1

I am trying to use apoc.periodic.iterate to reduce heap usage when doing very large transactions in a Neo4j database. I've been following the advice given in this presentation. BUT, my results are differing from those observed in those slides.

First, some notes on my setup:

  • Using Neo4j Desktop, graph version 4.0.3 Enterprise, with APOC 4.0.0.10
  • I'm calling queries using the .NET Neo4j Driver, version 4.0.1.
  • neo4j.conf values:
    • dbms.memory.heap.initial_size=2g
    • dbms.memory.heap.max_size=4g
    • dbms.memory.pagecache.size=2g

Here is the cypher query I'm running:

CALL apoc.periodic.iterate(
"UNWIND $nodes AS newNodeObj RETURN newNodeObj",
"CREATE(n:MyNode)
SET n = newNodeObj",
{batchSize:2000, iterateList:true, parallel:false, params: { nodes: $nodes_in } }
)

And the line of C#:

var createNodesResCursor = await session.RunAsync(createNodesQueryString, new { nodes_in = nodeData });

where createNodesQueryString is the query above, and nodeData is a List<Dictionary<string, object>> where each Dictionary has just three entries: 2 strings, 1 long.

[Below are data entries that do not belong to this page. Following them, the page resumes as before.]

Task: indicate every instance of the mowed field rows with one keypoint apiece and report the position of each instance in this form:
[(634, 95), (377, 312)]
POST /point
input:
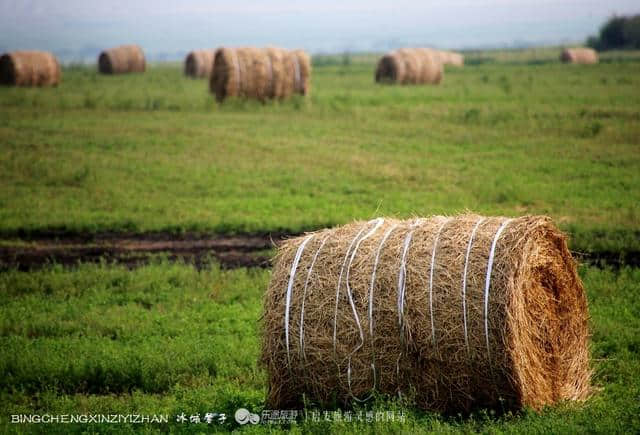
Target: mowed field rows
[(153, 153)]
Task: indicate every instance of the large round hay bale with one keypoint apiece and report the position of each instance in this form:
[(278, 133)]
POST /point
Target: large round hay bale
[(456, 313), (29, 68), (410, 66), (199, 63), (122, 59), (262, 73), (585, 56)]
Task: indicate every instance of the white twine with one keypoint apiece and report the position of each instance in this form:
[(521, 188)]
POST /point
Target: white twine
[(236, 64), (433, 261), (378, 223), (344, 263), (304, 294), (373, 276), (292, 275), (296, 72), (464, 281), (488, 282), (270, 86), (402, 273), (373, 281)]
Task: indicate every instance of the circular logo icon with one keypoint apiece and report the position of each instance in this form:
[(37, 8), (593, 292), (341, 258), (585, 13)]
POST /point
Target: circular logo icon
[(242, 415)]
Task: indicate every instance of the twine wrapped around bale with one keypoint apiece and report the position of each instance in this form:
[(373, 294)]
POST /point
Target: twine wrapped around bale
[(122, 59), (29, 68), (410, 66), (261, 73), (454, 312), (585, 56), (199, 63)]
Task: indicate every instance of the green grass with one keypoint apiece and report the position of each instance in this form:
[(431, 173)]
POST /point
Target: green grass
[(168, 339), (154, 152)]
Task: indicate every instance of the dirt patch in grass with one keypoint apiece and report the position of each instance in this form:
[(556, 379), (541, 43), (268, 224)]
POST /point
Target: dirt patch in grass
[(134, 250), (232, 251)]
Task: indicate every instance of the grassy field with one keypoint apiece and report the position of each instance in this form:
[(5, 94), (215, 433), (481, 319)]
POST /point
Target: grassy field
[(154, 152), (168, 339), (512, 133)]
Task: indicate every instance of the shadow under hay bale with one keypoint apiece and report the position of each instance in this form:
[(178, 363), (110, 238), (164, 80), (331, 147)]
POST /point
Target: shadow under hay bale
[(260, 73), (122, 59), (410, 66), (199, 63), (585, 56), (456, 313), (29, 68)]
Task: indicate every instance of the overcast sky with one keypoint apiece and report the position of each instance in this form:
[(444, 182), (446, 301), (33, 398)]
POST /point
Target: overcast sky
[(80, 28)]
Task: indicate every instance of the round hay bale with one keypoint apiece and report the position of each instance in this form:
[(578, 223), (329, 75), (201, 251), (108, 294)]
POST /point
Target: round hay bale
[(29, 68), (199, 63), (585, 56), (455, 313), (409, 66), (122, 59), (261, 73)]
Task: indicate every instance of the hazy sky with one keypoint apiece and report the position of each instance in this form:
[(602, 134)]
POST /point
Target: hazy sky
[(80, 28)]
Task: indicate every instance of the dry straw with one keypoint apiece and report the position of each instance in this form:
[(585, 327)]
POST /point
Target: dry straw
[(122, 59), (453, 312), (29, 68), (199, 63), (585, 56), (410, 66), (261, 73)]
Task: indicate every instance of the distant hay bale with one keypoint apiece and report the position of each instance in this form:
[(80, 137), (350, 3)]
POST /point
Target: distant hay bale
[(451, 58), (261, 73), (122, 59), (29, 68), (585, 56), (456, 313), (199, 63), (410, 66)]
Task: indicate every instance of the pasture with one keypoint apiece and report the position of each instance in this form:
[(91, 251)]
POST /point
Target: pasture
[(511, 133)]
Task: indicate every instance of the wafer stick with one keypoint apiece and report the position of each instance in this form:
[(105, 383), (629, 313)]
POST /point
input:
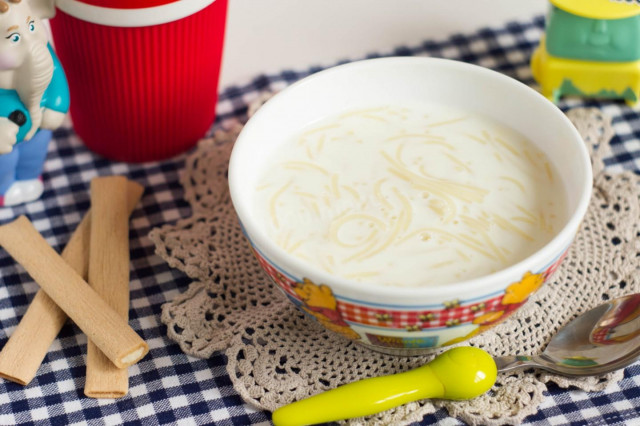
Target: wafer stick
[(25, 350), (69, 291), (109, 277)]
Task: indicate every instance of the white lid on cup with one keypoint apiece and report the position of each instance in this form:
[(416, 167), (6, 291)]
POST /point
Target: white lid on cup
[(132, 17)]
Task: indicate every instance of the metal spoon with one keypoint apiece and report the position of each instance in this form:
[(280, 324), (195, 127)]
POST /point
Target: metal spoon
[(599, 341)]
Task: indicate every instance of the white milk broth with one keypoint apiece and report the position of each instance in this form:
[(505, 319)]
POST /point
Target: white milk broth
[(410, 196)]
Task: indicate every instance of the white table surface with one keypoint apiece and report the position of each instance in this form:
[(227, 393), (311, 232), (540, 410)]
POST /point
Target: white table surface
[(267, 36)]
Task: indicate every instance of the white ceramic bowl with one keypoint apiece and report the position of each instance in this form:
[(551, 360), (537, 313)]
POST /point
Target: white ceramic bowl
[(407, 320)]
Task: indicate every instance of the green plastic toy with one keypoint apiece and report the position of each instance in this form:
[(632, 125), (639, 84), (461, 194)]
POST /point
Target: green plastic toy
[(591, 48), (460, 373)]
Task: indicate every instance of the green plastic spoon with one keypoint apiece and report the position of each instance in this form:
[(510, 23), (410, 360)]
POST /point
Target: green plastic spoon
[(461, 373), (599, 341)]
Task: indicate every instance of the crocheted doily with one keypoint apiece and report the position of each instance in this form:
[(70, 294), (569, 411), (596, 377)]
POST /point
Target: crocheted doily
[(276, 355)]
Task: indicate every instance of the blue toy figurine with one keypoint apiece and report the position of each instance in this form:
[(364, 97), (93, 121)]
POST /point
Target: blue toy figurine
[(34, 98)]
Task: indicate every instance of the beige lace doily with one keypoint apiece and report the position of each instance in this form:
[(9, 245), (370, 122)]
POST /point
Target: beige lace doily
[(276, 355)]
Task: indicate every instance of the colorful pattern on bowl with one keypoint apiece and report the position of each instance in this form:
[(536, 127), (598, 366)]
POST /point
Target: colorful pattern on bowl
[(389, 327)]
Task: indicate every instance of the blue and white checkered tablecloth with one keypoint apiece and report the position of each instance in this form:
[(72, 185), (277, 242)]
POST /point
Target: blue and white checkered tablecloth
[(168, 387)]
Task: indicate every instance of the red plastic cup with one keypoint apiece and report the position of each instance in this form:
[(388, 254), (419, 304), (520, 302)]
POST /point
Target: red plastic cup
[(143, 74)]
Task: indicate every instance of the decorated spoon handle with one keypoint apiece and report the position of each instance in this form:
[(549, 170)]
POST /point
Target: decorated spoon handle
[(461, 373)]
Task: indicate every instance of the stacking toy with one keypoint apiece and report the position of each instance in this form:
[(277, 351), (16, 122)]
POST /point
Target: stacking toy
[(460, 373), (591, 48)]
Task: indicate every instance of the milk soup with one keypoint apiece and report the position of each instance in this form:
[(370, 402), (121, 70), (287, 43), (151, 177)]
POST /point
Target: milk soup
[(410, 196)]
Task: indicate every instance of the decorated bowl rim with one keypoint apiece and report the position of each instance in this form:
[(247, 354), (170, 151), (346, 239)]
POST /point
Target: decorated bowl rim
[(344, 286)]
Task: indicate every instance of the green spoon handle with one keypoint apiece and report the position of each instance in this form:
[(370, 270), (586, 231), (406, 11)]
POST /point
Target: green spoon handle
[(461, 373)]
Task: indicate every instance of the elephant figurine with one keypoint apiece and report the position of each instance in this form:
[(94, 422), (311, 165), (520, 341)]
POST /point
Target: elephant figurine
[(34, 98)]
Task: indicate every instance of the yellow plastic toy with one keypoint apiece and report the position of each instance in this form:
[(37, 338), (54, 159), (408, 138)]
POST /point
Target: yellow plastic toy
[(591, 48), (460, 373)]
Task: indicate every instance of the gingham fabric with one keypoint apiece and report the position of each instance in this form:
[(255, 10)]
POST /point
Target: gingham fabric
[(168, 387)]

When attempting to run this to create 1.3Million nodes I observe the heap usage (via JConsole) going all the way up to the 4GB available, and bouncing back and forth between ~2.5g - 4g. Reducing the batch size makes no discernible difference, and upping the heap.max_size causes the heap usage to shoot up to almost as much as that value. It's also really slow, taking 30+ mins to create those 1.3 million nodes.

Does anyone have any idea what I may be doing wrong/differently to the linked presentation? I understand my query is doing a CREATE whereas in the presentation they are only updating an already loaded dataset, but I can't imagine that's the reason my heap usage is so high.

Thanks

cybersam
  • 63,203
  • 6
  • 53
  • 76

1 Answers1

1

My issue was that although using apoc.periodic.iterate, I was still uploading that large 1.3million node data set to the database as a parameter for the query!

Modifying my code to do the batching myself as follows fixed my heap usage problem, and the slowness problem:

  const int batchSize = 2000;
  for (int count = 0; count < nodeData.Count; count += batchSize)
  {
    string createNodesQueryString = $@"
      UNWIND $nodes_in AS newNodeObj
      CREATE(n:MyNode)
      SET n = newNodeObj";

    int length = Math.Min(batchSize, nodeData.Count - count);

    var createNodesResCursor = await session.RunAsync(createNodesQueryString,
                                                new { nodes_in = nodeData.ToList().GetRange(count, length) });

    var createNodesResSummary = await createNodesResCursor.ConsumeAsync();
  }